The classical subject is love and longing, earthly and divine left deliberately indistinguishable — is the beloved a person or God? Yes. The final couplet, the maqta, traditionally turns inward: the poet addresses themselves by name (the takhallus), signing the poem from inside it. Agha Shahid Ali spent his career bringing the strict form into English, and thanks to him the real thing — not just 'a poem in couplets' — now thrives here.
Structure of a ghazal
- Five to fifteen couplets, each a complete, free-standing poem
- Both lines of the first couplet — then every second line — end on the same refrain (radif)
- A rhyme (qafia) sits just before the radif each time
- The final couplet (maqta) traditionally includes the poet's name — the signature (takhallus)
How to write a ghazal
- Choose a radif you can live with — a short, charged word or phrase you'll repeat all poem.
- List qafia rhymes before drafting; the rhyme-plus-refrain combination is the hard part.
- Make each couplet stand alone — a reader should be able to quote any one by itself.
- Sign the last couplet with your own name, addressed as if by a friend or an accuser.

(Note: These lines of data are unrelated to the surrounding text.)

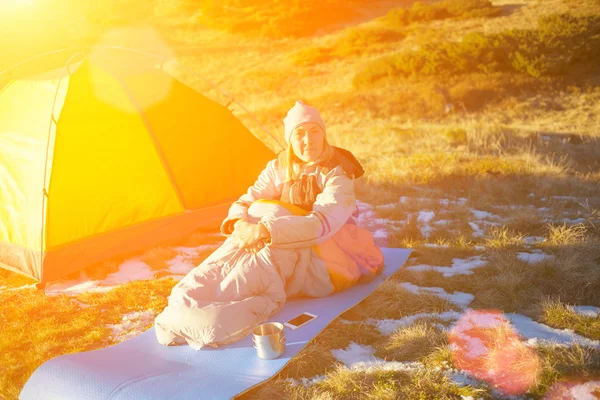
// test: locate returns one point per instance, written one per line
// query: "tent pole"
(54, 121)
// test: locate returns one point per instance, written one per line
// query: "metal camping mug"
(269, 340)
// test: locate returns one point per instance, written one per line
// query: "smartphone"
(300, 320)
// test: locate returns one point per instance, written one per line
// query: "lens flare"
(484, 344)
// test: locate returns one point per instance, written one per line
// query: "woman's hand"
(250, 237)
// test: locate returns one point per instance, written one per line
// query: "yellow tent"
(91, 168)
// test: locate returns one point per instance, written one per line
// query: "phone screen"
(300, 319)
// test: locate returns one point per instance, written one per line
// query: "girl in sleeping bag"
(292, 234)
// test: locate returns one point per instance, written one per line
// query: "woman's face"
(308, 141)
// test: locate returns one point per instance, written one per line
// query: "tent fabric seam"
(47, 179)
(60, 246)
(150, 132)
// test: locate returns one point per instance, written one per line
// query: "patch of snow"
(9, 289)
(533, 258)
(182, 263)
(477, 231)
(132, 324)
(380, 234)
(425, 216)
(389, 205)
(442, 222)
(130, 270)
(389, 326)
(354, 353)
(459, 298)
(530, 329)
(587, 311)
(459, 266)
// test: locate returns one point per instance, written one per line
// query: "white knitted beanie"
(299, 114)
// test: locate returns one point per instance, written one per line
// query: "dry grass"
(513, 285)
(488, 148)
(560, 315)
(412, 343)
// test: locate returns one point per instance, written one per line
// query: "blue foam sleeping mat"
(141, 368)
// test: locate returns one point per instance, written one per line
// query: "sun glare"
(15, 3)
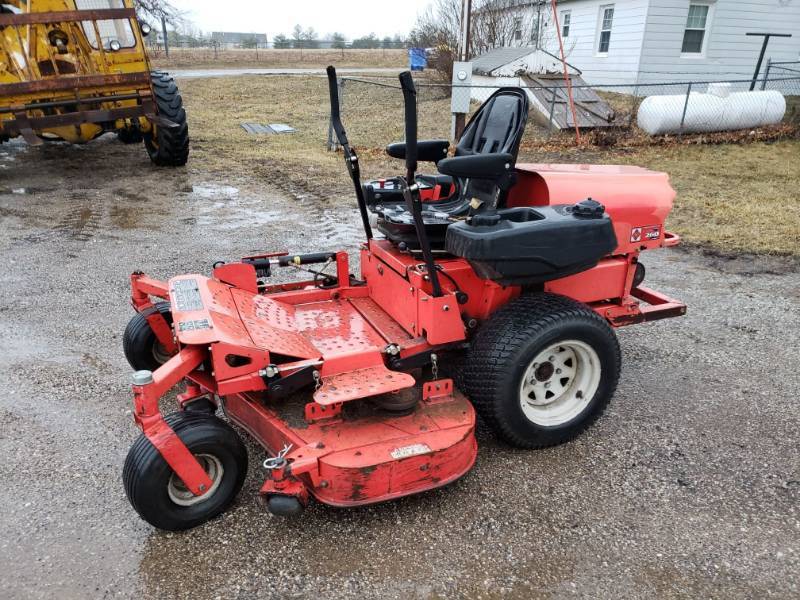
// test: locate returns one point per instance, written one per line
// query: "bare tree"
(158, 9)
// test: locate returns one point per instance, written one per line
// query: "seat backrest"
(497, 127)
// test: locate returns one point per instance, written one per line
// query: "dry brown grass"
(738, 197)
(196, 58)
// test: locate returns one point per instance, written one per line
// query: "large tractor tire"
(168, 146)
(542, 370)
(159, 495)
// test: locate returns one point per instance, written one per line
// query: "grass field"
(738, 197)
(196, 58)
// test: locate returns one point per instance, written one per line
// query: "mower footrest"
(362, 383)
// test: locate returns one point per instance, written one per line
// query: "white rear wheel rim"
(559, 383)
(182, 496)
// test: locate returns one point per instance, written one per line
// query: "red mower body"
(337, 378)
(226, 323)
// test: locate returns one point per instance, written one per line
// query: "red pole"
(566, 74)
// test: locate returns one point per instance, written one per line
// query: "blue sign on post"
(417, 59)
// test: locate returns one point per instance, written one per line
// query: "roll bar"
(350, 156)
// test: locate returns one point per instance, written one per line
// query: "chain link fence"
(373, 112)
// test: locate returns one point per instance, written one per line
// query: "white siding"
(729, 54)
(621, 63)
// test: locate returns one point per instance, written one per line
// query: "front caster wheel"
(542, 370)
(142, 349)
(159, 495)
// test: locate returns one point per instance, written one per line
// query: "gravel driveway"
(688, 487)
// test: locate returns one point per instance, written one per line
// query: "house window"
(695, 35)
(566, 18)
(606, 21)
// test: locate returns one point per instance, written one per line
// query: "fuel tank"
(637, 200)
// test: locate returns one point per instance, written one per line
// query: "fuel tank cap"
(589, 209)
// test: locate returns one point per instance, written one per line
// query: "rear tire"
(542, 370)
(168, 146)
(139, 342)
(160, 497)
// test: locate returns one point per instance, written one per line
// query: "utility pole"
(164, 33)
(459, 118)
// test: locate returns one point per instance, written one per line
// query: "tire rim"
(183, 496)
(160, 353)
(559, 383)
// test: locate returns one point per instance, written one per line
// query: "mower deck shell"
(367, 459)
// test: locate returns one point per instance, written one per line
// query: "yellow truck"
(73, 70)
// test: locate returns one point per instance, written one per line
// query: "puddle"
(213, 191)
(225, 207)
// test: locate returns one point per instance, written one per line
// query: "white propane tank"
(717, 110)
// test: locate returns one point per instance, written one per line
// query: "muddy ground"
(688, 487)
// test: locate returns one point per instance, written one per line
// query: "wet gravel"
(687, 487)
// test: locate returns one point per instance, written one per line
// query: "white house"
(641, 41)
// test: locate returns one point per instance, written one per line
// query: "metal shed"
(541, 74)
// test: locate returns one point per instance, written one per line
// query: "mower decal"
(194, 325)
(649, 233)
(186, 295)
(412, 450)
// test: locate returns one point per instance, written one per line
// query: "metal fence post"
(685, 107)
(552, 111)
(333, 141)
(766, 75)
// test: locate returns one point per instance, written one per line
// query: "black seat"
(482, 171)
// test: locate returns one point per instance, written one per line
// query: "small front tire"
(542, 370)
(140, 344)
(158, 494)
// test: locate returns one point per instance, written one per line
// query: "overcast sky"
(353, 18)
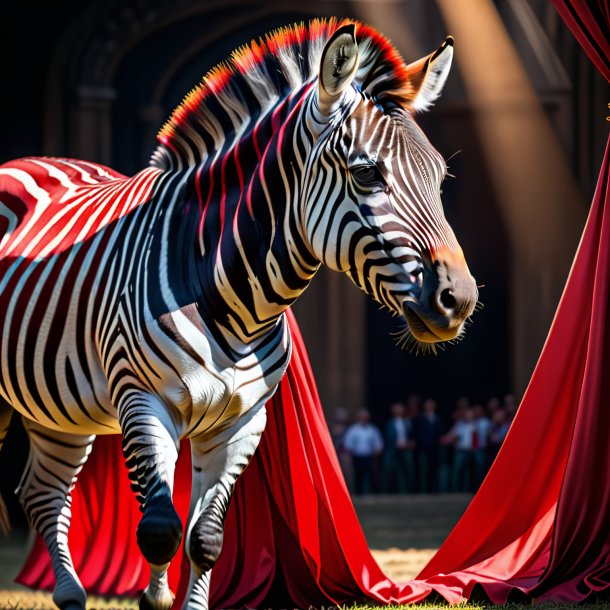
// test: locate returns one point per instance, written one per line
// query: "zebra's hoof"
(160, 531)
(146, 602)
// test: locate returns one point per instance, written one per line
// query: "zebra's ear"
(427, 76)
(338, 66)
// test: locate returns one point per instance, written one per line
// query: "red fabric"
(292, 536)
(589, 21)
(539, 523)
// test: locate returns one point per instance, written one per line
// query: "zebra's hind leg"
(6, 412)
(54, 462)
(217, 464)
(150, 447)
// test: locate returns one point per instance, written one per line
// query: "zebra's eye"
(368, 175)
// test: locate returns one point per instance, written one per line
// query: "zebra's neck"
(238, 217)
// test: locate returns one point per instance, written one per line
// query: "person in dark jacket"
(427, 432)
(398, 459)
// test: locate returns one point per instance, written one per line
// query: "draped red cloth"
(539, 524)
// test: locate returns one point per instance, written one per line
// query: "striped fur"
(152, 306)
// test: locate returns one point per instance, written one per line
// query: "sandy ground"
(402, 531)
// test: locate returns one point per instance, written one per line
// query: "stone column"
(91, 128)
(539, 199)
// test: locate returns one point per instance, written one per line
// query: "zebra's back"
(58, 218)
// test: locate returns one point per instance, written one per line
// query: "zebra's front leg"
(217, 464)
(54, 462)
(150, 446)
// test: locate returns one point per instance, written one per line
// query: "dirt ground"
(403, 533)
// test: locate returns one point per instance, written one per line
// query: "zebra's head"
(372, 201)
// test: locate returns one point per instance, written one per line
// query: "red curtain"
(539, 523)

- Read Agha Shahid Ali to hear the strict form landing in English.
2 ghazal examples
Classic and original ghazal poems, free to read in full.
Thou and I (opening couplet)
Rumi (Jalāl al-Dīn Muhammad Rūmī)
2 lines · ghazal
What Is to Be Done, O Moslems? (opening lines)
Rumi (Jalāl al-Dīn Muhammad Rūmī)
3 lines · ghazal
Common questions
What is a ghazal poem?
A Persian and Urdu form of independent couplets unified by a repeating refrain (radif) and a preceding rhyme (qafia), classically about love and longing.
What is a radif?
The ghazal's refrain — a word or phrase that ends both lines of the first couplet and the second line of every couplet after it.
Who are the most famous ghazal poets?
Rumi and Hafiz in Persian, Ghalib in Urdu — and in English, Agha Shahid Ali, who championed the strict form and edited the landmark anthology Ravishing DisUnities.